The second-floor exhibits are served up audio and video by their own automation processor and high-definition SD-card servers.

Similarly, when the museum opened in 1995, its video server was—no kidding here— rack after rack of second-generation Pioneer laserdisc players. “It was the best we could do at the time, and they held up pretty well, but the discs would only last about a year before we’d have to burn them again,” Weil says.

How times have changed. With its current mix of exhibits, the Hall runs 65 continuously operating video loops on its various monitors and projectors, much of it held on commercial video servers manufactured by Alcorn McBride, best known for A/V, lighting, and automation controllers for the theme-park industry. These compact units (eight fit into one standard 19-inch rack width) use reliable solid-state SD cards instead of traditional hard drives, and can be found scattered around the museum in five different control rooms—one for each level. Each server puts out a high-definition 2K-resolution video signal along with stereo audio via HDMI, which is converted by a balun to run on a pair of Cat 5e cables to the monitor location, where it’s converted back to HDMI.
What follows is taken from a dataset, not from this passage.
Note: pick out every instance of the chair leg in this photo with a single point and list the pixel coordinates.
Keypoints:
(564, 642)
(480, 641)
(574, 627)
An Alcorn McBride show controller.

Along with the servers, each control room has an Alcorn McBride automation controller. The master controller in the main control room automates and monitors the Hall’s operations. It keeps the time clock that boots up and shuts down the exhibits each day and can tell Weil and his crew if any component or exhibit has stopped functioning and requires maintenance. (Well, almost any component—more on that shortly.) Thanks to automation, the museum can run with a modest A/V staff of just three, supported by a separate IT team.

Headphones—about 100 pair in all—are widely used with both passive and interactive displays throughout the museum, such as in this special Graham Nash exhibit. An interactive station allows visitors to step through and listen to Nash’s musical history.
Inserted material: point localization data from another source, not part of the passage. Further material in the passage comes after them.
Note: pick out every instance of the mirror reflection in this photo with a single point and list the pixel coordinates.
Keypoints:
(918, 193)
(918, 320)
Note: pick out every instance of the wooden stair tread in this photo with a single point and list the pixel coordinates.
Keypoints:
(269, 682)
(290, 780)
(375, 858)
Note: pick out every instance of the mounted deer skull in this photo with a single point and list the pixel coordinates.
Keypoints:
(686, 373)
Where content is not held on the centralized servers, it’s served up locally—sometimes just an SD card plugged into the back of a flatscreen monitor for a temporary exhibit, or within a kiosk, as is done with the jukeboxes and some other of the 50 or so interactive touchscreen displays around the museum.

That kind of arrangement avoids long signal runs, preserving image quality and reducing equipment needs. “Our goal as we move forward is to localize as much as possible, because the network has gotten so much more efficient,” Weil explains.

“If I can place something locally now and just connect it to our network to give me control, I can let the content live where the exhibit is. It makes the most sense.”

Hall of Fame Jukebox kiosks.

These evolutionary changes are obvious in the vastness of the Hall’s control rooms. As an example, the Level 2 control room I visited serves six video and five audio feeds to several adjoining exhibits, including the Architects of Rock and Roll (featuring Les Paul, Alan Freed, and Sam Phillips) and Selling the Sounds: Indie Labels from Wax to .WAV. The room for this floor was originally designed for nine, 19-inch-wide, full-height commercial A/V racks. Today, like most of the Hall’s other control rooms, it holds one.